CVE-2025-37133 identifies an authenticated command injection vulnerability within the CLI binary of Hewlett Packard Enterprise's ArubaOS (AOS) Controller and Mobility Conductor operating systems. This vulnerability affects multiple versions, including 8.10.0.0, 8.12.0.0, 8.13.0.0, 10.4.0.0, and 10.7.0.0. The root cause is improper input validation in the command-line interface, classified under CWE-77 (Improper Neutralization of Special Elements used in a Command). An attacker with valid credentials can exploit this flaw to execute arbitrary commands with elevated privileges on the underlying OS, potentially leading to full system compromise. The CVSS 3.1 base score is 7.2, reflecting network attack vector, low attack complexity, high privileges required, no user interaction, and high impact on confidentiality, integrity, and availability. No public exploits have been reported yet, but the vulnerability's nature makes it a significant risk for environments relying on ArubaOS for network management and mobility control. The lack of available patches at the time of disclosure necessitates immediate risk mitigation through access controls and monitoring.

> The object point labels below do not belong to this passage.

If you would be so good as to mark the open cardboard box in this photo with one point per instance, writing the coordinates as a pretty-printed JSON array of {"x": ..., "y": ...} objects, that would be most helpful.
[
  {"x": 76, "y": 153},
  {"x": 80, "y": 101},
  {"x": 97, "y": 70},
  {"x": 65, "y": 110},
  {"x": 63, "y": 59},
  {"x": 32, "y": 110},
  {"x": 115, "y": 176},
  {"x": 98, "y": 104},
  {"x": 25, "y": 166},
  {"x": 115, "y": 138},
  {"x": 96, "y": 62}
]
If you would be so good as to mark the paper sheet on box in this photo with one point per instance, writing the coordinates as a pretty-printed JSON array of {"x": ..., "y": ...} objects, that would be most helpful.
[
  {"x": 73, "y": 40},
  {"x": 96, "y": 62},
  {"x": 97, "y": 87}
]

For European organizations, this vulnerability poses a critical risk to network infrastructure security, especially those deploying HPE ArubaOS Controllers and Mobility Conductors. Successful exploitation can lead to unauthorized command execution with privileged access, enabling attackers to manipulate network configurations, intercept or disrupt traffic, deploy persistent malware, or cause denial of service. This could severely impact sectors such as telecommunications, finance, government, and critical infrastructure, where ArubaOS devices are commonly used. The compromise of network controllers can cascade into broader network outages or data breaches, affecting confidentiality, integrity, and availability of sensitive information and services. Given the high adoption of HPE networking equipment in Europe, the threat could disrupt business continuity and regulatory compliance, particularly under GDPR and NIS Directive requirements.

Organizations should immediately review and restrict access to ArubaOS CLI interfaces, ensuring only trusted administrators have authenticated access. Implement network segmentation and strong authentication mechanisms such as multi-factor authentication for management interfaces. Monitor logs and command execution patterns for anomalies indicative of exploitation attempts. Since no patches are currently available, consider temporary compensating controls like disabling unnecessary CLI commands or interfaces where feasible. Maintain up-to-date inventories of affected ArubaOS versions and subscribe to HPE security advisories for timely patch releases. Conduct penetration testing and vulnerability assessments focused on ArubaOS devices to identify potential exploitation. Additionally, enforce strict change management and incident response plans tailored to network infrastructure compromise scenarios.